Le recenti destituzioni del Procuratore Generale Pam Bondi e del Segretario per la Sicurezza Interna Kristi Noem hanno acceso un acceso dibattito sulle dinamiche di genere all’interno della Casa Bianca. Sebbene entrambe le donne abbiano dovuto affrontare controversie significative durante il loro mandato, le loro rapide uscite – avvenute in rapida successione – hanno portato gli analisti politici a indicare un modello preoccupante di spendibilità di genere.

Una serie di licenziamenti rapidi

Le partenze di Bondi e Noem risaltano per tempismo e modi.
Kristi Noem è stata estromessa tramite un improvviso post su Truth Social, che contemporaneamente annunciava il suo sostituto, il senatore Markwayne Mullin.
Pam Bondi, secondo quanto riferito, è stata licenziata dopo che il presidente Trump ha perso la pazienza con la sua gestione dei file altamente sensibili di Jeffrey Epstein.

Ciò che rende sorprendenti questi licenziamenti è il confronto con le loro controparti maschili. Gli osservatori notano che, sebbene altri funzionari di alto rango siano stati sottoposti a controlli intensivi e accuse di incompetenza o cattiva condotta, rimangono ai loro posti. Ad esempio, il direttore dell’FBI Kash Patel e il segretario alla Difesa Pete Hegseth hanno sopportato critiche significative riguardo alle loro qualifiche e alla loro condotta, ma non hanno subito la stessa “ascia” immediata.

Comprendere la “scogliera di vetro”

Per capire perché queste donne furono prese di mira per prime, sociologi e scienziati politici fanno riferimento a un fenomeno noto come “Glass Cliff”.

La “scogliera di vetro” si riferisce a una situazione in cui le donne hanno maggiori probabilità di ricoprire ruoli di leadership durante periodi di crisi o in condizioni ad alto rischio. Ciò li rende più vulnerabili al fallimento e, di conseguenza, più propensi ad essere incolpati quando i risultati sono scarsi.

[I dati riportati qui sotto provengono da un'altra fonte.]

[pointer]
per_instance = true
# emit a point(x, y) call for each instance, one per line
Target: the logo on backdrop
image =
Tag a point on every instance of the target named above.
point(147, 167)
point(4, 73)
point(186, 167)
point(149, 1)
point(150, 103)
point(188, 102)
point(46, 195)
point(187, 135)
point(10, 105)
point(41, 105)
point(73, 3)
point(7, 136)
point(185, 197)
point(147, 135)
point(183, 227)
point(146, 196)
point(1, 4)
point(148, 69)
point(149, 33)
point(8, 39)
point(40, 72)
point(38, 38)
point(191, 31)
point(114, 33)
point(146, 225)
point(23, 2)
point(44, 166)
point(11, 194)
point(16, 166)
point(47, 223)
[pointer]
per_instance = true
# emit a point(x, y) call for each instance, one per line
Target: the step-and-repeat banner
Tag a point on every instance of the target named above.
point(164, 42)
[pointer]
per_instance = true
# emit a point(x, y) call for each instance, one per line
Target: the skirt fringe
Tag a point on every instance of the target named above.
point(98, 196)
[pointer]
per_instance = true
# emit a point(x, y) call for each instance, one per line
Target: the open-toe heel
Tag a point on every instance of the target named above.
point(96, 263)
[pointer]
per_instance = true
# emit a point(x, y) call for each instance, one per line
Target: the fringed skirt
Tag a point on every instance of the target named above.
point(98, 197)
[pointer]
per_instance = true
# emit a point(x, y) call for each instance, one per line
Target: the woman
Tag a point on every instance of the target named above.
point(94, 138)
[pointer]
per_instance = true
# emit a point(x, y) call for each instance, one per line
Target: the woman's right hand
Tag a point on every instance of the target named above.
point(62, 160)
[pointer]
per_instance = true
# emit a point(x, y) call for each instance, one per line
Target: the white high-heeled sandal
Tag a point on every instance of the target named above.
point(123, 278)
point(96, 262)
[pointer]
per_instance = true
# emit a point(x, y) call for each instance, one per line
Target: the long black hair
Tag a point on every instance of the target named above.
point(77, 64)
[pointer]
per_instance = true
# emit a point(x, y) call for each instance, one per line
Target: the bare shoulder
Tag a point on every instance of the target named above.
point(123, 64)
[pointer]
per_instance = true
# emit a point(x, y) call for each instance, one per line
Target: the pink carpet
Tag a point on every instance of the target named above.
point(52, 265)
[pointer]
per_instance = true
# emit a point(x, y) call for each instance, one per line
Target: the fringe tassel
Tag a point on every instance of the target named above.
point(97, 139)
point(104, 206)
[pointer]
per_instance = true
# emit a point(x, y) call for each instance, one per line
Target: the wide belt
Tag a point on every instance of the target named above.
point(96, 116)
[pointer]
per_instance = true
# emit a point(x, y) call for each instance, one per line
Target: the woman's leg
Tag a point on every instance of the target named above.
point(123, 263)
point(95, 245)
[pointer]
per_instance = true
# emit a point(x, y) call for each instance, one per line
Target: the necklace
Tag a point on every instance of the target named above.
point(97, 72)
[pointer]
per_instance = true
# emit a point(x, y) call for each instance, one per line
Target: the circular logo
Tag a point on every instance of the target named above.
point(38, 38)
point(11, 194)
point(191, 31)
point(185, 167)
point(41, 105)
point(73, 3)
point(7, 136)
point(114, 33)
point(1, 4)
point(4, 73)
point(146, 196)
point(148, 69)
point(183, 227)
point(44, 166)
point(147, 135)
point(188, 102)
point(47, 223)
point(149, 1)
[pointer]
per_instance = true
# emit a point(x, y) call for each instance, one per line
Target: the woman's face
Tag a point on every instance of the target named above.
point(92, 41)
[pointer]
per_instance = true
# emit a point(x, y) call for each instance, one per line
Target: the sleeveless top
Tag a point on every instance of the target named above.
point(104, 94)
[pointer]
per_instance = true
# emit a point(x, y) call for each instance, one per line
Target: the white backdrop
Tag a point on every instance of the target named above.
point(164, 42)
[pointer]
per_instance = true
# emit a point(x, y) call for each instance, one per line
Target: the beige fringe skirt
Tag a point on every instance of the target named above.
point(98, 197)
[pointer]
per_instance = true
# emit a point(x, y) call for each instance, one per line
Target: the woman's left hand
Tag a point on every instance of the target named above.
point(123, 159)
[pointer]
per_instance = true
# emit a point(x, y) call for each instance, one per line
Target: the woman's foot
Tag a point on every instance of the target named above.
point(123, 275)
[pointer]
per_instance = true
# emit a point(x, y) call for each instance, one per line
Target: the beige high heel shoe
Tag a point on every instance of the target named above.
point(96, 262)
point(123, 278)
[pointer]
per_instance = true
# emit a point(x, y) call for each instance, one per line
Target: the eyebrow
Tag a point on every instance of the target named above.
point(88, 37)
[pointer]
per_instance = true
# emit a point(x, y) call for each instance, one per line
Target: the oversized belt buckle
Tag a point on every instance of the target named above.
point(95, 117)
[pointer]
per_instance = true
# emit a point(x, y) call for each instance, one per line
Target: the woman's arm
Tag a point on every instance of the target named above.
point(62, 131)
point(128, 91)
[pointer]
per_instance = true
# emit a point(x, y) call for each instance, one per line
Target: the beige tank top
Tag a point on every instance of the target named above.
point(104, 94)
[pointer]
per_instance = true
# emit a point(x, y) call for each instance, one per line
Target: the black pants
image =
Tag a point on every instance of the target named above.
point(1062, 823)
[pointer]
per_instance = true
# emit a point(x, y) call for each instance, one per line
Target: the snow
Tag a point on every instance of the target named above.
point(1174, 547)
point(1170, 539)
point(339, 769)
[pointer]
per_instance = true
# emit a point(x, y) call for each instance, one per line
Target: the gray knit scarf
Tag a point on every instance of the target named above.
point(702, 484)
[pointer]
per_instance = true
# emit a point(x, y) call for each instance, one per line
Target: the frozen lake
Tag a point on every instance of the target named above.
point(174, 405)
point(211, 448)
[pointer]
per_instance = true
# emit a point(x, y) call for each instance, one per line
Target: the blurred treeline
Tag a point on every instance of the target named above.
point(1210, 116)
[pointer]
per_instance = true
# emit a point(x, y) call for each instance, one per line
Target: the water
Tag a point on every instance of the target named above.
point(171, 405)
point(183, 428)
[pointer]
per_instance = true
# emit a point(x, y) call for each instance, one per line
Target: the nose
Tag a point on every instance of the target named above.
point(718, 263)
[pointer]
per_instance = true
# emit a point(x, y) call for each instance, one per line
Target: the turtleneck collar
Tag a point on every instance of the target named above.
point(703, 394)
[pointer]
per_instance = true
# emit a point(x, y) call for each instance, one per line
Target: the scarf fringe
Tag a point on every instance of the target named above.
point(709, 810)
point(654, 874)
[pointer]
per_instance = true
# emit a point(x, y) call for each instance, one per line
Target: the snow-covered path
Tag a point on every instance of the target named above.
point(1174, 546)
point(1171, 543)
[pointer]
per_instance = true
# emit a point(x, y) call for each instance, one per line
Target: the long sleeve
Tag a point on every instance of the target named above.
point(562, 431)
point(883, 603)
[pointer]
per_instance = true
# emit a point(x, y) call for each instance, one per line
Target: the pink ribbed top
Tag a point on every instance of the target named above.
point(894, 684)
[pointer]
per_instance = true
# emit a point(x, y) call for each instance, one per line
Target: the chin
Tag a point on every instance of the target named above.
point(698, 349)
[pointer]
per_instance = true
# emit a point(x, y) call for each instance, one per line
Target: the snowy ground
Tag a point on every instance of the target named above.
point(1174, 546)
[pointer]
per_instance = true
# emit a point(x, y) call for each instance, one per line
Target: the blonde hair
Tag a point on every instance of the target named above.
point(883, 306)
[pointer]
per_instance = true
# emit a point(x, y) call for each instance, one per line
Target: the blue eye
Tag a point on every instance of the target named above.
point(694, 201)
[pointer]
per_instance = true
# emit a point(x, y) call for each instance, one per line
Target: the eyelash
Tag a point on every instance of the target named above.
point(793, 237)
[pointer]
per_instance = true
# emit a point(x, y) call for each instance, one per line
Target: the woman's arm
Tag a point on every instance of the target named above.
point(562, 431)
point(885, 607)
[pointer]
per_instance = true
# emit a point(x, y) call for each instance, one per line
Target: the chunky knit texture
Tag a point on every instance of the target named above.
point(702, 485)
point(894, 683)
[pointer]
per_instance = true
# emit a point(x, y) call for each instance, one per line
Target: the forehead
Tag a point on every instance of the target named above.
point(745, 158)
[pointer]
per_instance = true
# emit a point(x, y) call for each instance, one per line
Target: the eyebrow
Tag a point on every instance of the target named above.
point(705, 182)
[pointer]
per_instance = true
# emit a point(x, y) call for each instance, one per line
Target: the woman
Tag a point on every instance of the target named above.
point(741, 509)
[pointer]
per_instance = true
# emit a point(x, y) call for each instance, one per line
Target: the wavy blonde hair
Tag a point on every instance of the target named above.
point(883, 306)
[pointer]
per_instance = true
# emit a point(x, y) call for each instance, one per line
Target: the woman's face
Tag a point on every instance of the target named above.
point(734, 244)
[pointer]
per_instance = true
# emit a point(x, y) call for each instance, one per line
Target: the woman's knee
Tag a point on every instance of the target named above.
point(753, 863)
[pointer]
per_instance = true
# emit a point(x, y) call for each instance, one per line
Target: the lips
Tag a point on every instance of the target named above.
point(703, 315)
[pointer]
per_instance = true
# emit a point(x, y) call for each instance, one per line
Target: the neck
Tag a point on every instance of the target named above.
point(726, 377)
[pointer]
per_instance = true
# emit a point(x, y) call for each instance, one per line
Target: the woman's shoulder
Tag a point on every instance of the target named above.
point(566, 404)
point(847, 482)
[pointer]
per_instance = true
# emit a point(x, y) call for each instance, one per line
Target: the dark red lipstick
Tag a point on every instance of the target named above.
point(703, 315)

Secondo Zeynep Somer-Topcu, professoressa di governo presso l’Università del Texas ad Austin, le leader donne spesso operano nelle “sabbie mobili politiche”. A differenza delle loro controparti maschili, a cui può essere concesso il beneficio del dubbio durante le turbolenze, le donne si trovano ad affrontare un controllo più accurato e un senso di legittimità più fragile. Quando arriva una crisi, sono spesso i primi a essere sacrificati per segnalare un “nuovo inizio”.

I limiti della “contrattazione patriarcale”

I licenziamenti evidenziano anche il fallimento di quella che gli studiosi chiamano ”contrattazione patriarcale”. Si tratta di una strategia in cui le donne si allineano strettamente con uomini potenti e strutture tradizionali nella speranza di ottenere sicurezza e status.

Sia Noem che Bondi erano visti come iper-lealisti dell’amministrazione Trump:
Noem è famosa per aver compiuto atti di “spietatezza maschile”, come la storia controversa riguardante il suo cane, e per aver sostenuto politiche che smantellavano i diritti riproduttivi.
Bondi è stato visto come un fiero difensore degli interessi del Presidente durante varie battaglie legali e politiche.

Nonostante questi sforzi per dimostrare la propria lealtà e competenza all’interno di un contesto dominato dagli uomini, entrambe le donne alla fine furono trattate come “usa e getta”. Ciò suggerisce che in un’amministrazione in cui la leadership è “codificata maschile”, anche le accolite più devote non possono sfuggire alla realtà che sono spesso viste come più sacrificabili degli uomini.

Le implicazioni più ampie

L’instabilità non sembra limitata a Bondi e Noem. Il Presidente ha recentemente fatto commenti sprezzanti nei confronti della segretaria stampa Karoline Leavitt, e i rapporti suggeriscono che sta valutando la sostituzione del direttore dell’intelligence Tulsi Gabbard.

Questa tendenza solleva una questione critica per il futuro dell’amministrazione: la presenza di donne in ruoli di alto rango è un segno di progresso, o è semplicemente un cambiamento estetico che maschera un più profondo disprezzo sistemico per l’autorità femminile?


Conclusione: La rapida rimozione di Bondi e Noem suggerisce che nell’attuale clima politico, le donne di alto rango potrebbero essere tenute a un diverso standard di responsabilità, spesso diventando le prime vittime quando i venti politici cambiano.